Hillarious and too true.
“Do you think we’ll be flying on a propeller plane? Or one of the newer jets?” asked Ann.
“I’m sure it will be a jet,” said Roger. “Propeller planes are almost entirely out of date, after all. On the other hand, rocket engines are still experimental. It’s said that when they’re in general use, trips like this will take an hour at most. This one will take up to four hours.”
After a short wait, they were ushered onto the plane with the other passengers. The plane was an enormous steel cylinder at least a hundred meters long, with sleek backswept wings on which four jet engines were mounted. They glanced into the front cabin and saw the two pilots, consulting a bank of equipment needed the fly the plane. Roger was glad that he did not need to fly the plane himself; it was a difficult profession which required years of training.

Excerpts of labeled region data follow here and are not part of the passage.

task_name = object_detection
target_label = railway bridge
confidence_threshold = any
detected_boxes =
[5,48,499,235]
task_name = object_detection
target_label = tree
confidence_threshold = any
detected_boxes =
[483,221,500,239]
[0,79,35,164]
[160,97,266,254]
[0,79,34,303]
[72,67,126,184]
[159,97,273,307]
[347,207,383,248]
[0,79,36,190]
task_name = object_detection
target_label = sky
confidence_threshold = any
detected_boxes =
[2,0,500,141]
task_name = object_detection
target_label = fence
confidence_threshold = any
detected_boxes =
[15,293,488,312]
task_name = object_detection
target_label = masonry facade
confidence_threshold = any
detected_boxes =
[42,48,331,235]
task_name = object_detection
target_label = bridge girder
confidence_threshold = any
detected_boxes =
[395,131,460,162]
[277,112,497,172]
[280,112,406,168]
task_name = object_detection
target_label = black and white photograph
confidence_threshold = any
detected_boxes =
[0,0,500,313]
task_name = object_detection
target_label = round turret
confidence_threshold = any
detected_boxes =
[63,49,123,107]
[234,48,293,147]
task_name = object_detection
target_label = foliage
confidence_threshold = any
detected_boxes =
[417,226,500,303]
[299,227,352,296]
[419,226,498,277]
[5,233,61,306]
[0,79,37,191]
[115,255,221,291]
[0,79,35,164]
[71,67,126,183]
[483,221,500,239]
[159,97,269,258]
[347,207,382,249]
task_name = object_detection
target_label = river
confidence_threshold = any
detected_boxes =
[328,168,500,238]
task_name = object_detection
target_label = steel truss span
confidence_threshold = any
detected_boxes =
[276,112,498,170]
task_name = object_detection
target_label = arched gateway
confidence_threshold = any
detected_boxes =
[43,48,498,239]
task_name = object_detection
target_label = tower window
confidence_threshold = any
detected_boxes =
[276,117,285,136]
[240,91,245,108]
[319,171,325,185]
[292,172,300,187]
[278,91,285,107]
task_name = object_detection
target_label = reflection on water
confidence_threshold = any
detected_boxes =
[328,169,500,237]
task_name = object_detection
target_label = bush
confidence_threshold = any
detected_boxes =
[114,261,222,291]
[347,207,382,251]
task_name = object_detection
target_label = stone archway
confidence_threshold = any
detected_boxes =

The surprisingly large passenger area was equipped with soft benches, and windows through which they could look down at the countryside as they flew 11 km high at more than 800 km/h. There were nozzles for the pressurized air which kept the atmosphere in the cabin warm and comfortable despite the coldness of the stratosphere.
“I’m a little nervous,” Ann said, before the plane took off.
“There’s nothing to worry about,” he assured her. “These flights are entirely routine. You’re safer than you are in our ground transport cars!”